For Employers with High Turnover and Large Numbers of Seasonal Workers, the ACA Creates Unique Compliance Issues, in Bloomberg BNA Daily Labor ReportJuly 10, 2013
Adam C. Solander, an Associate in the Health Care and Life Sciences practice, wrote an article titled "For Employers with High Turnover and Large Numbers of Seasonal Workers, the ACA Creates Unique Compliance Issues." Both attorneys are based in the Washington, DC office.
Following is an excerpt:
The Affordable Care Act provides unique compliance obligations for employers in certain industries, such as the retail, lodging, restaurant, and grocery sectors, many of which employ large numbers of part-time and seasonal employees, and may comprise multiple smaller employers.

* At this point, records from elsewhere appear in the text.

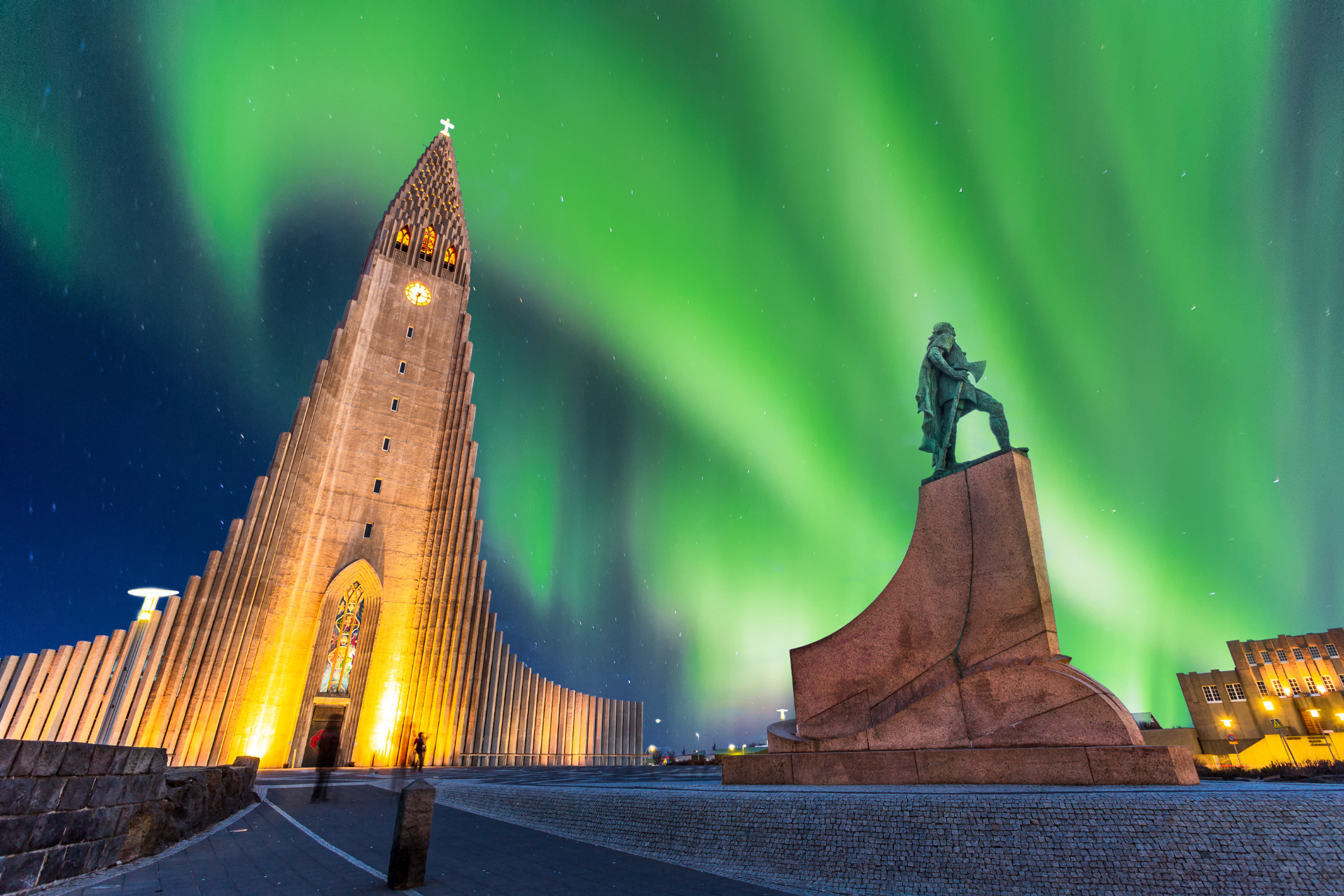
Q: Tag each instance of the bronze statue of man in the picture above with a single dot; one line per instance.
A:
(946, 394)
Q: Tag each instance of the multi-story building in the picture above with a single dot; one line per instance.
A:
(350, 601)
(1287, 685)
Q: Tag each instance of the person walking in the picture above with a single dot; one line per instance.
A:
(328, 745)
(420, 751)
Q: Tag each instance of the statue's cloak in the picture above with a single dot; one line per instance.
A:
(936, 388)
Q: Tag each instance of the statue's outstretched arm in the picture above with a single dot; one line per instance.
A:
(941, 363)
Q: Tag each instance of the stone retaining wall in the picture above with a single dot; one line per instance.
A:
(1262, 840)
(67, 809)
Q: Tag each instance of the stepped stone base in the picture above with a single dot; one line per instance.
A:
(1012, 766)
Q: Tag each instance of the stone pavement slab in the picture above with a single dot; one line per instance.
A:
(265, 853)
(475, 855)
(261, 853)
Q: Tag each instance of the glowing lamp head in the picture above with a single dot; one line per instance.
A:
(417, 293)
(150, 598)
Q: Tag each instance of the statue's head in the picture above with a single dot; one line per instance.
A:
(944, 335)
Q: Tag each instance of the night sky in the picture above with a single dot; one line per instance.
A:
(710, 242)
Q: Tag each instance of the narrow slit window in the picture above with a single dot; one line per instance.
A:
(428, 245)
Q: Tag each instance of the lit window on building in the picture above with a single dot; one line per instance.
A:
(428, 245)
(344, 641)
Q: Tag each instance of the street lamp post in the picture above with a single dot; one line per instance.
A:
(131, 659)
(1231, 739)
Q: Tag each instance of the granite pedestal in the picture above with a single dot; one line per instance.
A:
(953, 673)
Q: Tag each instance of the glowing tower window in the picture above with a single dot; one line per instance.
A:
(340, 652)
(417, 293)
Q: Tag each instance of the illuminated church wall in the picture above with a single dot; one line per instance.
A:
(358, 561)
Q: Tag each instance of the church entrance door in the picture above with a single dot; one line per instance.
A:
(323, 716)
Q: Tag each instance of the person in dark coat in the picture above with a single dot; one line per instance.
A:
(328, 745)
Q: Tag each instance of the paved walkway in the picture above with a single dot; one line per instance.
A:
(265, 853)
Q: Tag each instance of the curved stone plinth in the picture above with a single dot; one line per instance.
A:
(960, 650)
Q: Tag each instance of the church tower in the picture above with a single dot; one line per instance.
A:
(351, 594)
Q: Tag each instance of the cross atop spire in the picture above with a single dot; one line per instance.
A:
(424, 223)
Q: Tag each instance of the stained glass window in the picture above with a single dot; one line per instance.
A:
(340, 652)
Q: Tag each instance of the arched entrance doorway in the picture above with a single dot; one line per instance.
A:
(342, 648)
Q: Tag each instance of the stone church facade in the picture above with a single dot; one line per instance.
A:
(351, 594)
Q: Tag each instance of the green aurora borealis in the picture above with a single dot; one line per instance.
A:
(710, 241)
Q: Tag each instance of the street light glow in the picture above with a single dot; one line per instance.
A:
(150, 597)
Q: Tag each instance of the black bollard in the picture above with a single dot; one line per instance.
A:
(410, 836)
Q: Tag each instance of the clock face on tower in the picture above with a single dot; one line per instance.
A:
(417, 293)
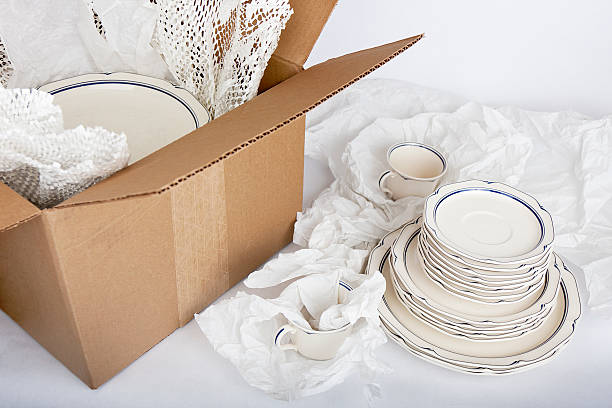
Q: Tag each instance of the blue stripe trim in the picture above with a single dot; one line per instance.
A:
(278, 334)
(345, 286)
(497, 192)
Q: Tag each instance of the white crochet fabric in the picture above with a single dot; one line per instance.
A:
(218, 49)
(45, 163)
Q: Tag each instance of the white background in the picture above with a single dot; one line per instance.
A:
(545, 55)
(542, 55)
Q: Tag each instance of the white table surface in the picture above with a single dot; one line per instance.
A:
(184, 371)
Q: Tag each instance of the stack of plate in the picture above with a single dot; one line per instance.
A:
(474, 285)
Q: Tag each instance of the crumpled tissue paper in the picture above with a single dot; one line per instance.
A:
(242, 328)
(44, 162)
(51, 40)
(563, 159)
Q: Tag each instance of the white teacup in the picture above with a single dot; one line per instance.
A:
(416, 170)
(314, 344)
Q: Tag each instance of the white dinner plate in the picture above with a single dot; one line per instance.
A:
(555, 331)
(151, 112)
(426, 355)
(409, 271)
(488, 278)
(489, 222)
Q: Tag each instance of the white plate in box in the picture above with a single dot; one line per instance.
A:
(151, 112)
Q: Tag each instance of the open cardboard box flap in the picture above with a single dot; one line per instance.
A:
(241, 127)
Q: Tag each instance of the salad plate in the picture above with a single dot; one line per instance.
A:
(447, 281)
(405, 263)
(489, 223)
(151, 112)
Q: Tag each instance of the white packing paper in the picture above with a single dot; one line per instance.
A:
(242, 328)
(44, 162)
(48, 41)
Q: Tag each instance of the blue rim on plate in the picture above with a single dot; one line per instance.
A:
(544, 218)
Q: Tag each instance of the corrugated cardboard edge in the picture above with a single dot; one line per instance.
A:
(260, 136)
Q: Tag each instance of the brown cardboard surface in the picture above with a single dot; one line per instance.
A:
(14, 209)
(33, 293)
(263, 195)
(116, 261)
(241, 127)
(200, 240)
(303, 29)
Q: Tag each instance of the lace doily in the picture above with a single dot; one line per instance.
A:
(216, 49)
(45, 163)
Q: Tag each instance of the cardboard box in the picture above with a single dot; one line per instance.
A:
(104, 276)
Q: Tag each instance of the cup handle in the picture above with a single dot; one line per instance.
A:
(282, 332)
(382, 183)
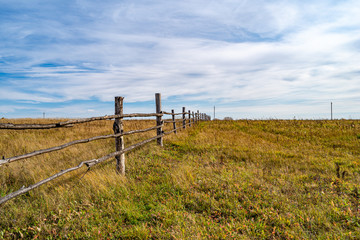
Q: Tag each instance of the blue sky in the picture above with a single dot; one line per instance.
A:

Of paramount concern for these employers, as for all employers, is the impending application of the shared responsibility rules. The guidance to date has been very much a mixed bag for these high-turnover industries. Some of the shared responsibility provisions will have a greater impact on these industries because of their size and employee mix, while others provide useful interpretations that will lessen some of the negative impacts of these rules.
This article will briefly examine the four major steps required under the shared responsibility rules in the context of these industries. These include: (1) determining whether the business is subject to the shared responsibility rules; (2) identifying the number of full-time employees a particular employer may have; (3) examining the way the shared responsibility rules relate to high-turnover industries; and (4) identifying strategies for compliance.

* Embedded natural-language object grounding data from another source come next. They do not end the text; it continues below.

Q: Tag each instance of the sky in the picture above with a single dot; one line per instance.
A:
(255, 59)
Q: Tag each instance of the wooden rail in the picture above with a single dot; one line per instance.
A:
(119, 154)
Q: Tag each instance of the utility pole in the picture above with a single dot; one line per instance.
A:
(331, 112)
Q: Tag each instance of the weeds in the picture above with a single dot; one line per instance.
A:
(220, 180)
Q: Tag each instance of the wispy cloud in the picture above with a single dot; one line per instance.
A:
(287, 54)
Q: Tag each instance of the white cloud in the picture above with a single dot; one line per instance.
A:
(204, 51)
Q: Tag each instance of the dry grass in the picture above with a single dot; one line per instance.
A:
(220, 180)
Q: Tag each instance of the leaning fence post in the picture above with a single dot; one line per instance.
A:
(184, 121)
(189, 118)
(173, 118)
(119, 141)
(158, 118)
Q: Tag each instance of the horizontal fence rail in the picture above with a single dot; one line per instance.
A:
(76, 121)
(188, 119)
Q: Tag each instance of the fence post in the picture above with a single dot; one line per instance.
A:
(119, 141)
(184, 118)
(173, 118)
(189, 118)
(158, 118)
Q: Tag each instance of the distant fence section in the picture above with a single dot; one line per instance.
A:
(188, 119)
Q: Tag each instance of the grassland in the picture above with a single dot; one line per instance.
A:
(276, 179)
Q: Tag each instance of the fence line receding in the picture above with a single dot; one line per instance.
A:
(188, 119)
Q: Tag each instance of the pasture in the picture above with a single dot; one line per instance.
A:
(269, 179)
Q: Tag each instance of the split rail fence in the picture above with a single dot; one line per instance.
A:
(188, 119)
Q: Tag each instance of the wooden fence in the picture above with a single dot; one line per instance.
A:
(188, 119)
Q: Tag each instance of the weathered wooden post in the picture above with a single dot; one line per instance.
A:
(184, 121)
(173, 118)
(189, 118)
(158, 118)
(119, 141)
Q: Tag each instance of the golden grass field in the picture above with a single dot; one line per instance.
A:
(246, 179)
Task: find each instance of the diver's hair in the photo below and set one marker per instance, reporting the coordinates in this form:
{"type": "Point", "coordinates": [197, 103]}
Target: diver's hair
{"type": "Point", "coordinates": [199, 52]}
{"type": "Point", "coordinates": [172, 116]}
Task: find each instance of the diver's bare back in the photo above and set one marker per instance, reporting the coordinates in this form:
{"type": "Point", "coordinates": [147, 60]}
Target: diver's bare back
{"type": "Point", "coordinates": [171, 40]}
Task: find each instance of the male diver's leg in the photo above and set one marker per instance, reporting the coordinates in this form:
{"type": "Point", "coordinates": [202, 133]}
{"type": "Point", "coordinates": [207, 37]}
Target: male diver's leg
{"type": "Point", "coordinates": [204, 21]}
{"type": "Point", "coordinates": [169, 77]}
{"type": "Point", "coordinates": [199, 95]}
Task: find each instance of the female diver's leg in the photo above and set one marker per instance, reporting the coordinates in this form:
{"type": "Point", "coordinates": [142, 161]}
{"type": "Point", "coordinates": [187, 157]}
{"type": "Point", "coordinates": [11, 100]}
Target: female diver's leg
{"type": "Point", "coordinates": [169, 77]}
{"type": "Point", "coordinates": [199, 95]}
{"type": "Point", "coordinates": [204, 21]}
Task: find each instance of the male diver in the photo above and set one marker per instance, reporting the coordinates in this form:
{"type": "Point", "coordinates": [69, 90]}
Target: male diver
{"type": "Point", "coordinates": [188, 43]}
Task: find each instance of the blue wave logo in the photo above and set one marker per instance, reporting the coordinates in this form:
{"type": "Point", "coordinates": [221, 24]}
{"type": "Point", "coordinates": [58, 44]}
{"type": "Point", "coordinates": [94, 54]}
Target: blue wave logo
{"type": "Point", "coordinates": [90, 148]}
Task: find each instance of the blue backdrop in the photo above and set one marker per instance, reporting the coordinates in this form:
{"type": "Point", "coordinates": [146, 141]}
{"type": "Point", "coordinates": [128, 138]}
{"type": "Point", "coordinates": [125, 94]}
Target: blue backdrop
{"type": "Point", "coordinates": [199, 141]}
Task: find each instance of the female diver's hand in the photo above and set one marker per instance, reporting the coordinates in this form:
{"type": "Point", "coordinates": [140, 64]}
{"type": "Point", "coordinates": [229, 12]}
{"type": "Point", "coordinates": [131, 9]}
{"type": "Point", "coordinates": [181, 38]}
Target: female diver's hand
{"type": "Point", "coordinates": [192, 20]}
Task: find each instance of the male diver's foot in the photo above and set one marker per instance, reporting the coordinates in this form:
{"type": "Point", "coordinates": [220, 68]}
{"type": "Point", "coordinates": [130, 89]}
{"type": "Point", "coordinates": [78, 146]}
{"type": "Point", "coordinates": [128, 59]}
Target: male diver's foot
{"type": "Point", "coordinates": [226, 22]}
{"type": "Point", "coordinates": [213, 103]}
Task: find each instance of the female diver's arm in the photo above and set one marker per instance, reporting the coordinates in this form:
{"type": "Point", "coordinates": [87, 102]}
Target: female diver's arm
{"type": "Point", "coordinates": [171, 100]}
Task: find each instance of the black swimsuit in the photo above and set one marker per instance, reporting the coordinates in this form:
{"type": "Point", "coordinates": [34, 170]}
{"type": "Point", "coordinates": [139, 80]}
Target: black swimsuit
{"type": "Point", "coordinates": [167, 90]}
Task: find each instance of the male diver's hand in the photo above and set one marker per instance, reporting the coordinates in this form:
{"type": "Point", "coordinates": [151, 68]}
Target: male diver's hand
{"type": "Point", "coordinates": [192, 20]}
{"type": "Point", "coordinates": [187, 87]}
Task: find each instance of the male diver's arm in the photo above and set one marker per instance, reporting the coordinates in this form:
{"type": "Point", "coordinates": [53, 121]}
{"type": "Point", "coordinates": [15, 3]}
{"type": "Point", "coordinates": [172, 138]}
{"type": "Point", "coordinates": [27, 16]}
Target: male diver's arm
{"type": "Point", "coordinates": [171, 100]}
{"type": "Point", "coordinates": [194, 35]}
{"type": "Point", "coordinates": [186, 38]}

As background, the employer shared responsibility rules provide that ''applicable large employers'' with 50 or more full-time employees (including full-time equivalent employees) will be subject to a tax penalty if any full-time employee receives a premium tax credit or cost-sharing reduction to purchase health coverage through a health insurance exchange.

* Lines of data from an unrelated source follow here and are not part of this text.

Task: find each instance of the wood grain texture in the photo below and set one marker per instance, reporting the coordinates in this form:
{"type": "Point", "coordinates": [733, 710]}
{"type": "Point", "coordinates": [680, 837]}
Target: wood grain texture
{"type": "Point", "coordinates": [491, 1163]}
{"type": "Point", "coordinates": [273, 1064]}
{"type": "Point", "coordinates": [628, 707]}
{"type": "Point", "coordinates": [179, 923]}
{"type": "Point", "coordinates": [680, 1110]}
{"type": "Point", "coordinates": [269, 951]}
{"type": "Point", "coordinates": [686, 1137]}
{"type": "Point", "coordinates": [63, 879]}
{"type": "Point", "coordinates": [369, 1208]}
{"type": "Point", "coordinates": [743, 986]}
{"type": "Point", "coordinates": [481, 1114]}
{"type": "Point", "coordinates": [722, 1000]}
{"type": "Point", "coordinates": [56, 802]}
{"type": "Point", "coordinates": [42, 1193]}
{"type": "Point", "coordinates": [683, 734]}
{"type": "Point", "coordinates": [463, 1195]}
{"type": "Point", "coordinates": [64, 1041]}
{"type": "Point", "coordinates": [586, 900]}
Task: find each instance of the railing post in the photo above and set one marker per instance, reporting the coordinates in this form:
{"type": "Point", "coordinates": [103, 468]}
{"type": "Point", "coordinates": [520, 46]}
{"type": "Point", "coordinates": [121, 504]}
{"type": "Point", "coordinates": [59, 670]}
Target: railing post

Generally, an employee is eligible for a cost-sharing subsidy if: (1) an employer does not offer the majority of its full-time employees (and their dependents) the opportunity to enroll in coverage; or (2) an employer offers its full-time employees the opportunity to enroll in coverage, but the coverage is ''unaffordable'' or does not provide ''minimum value.''
Conceptually, the shared responsibility rules are not difficult to understand. However, as with all things ACA, the devil is in the details and the details are what complicate shared responsibility compliance for high-turnover industries.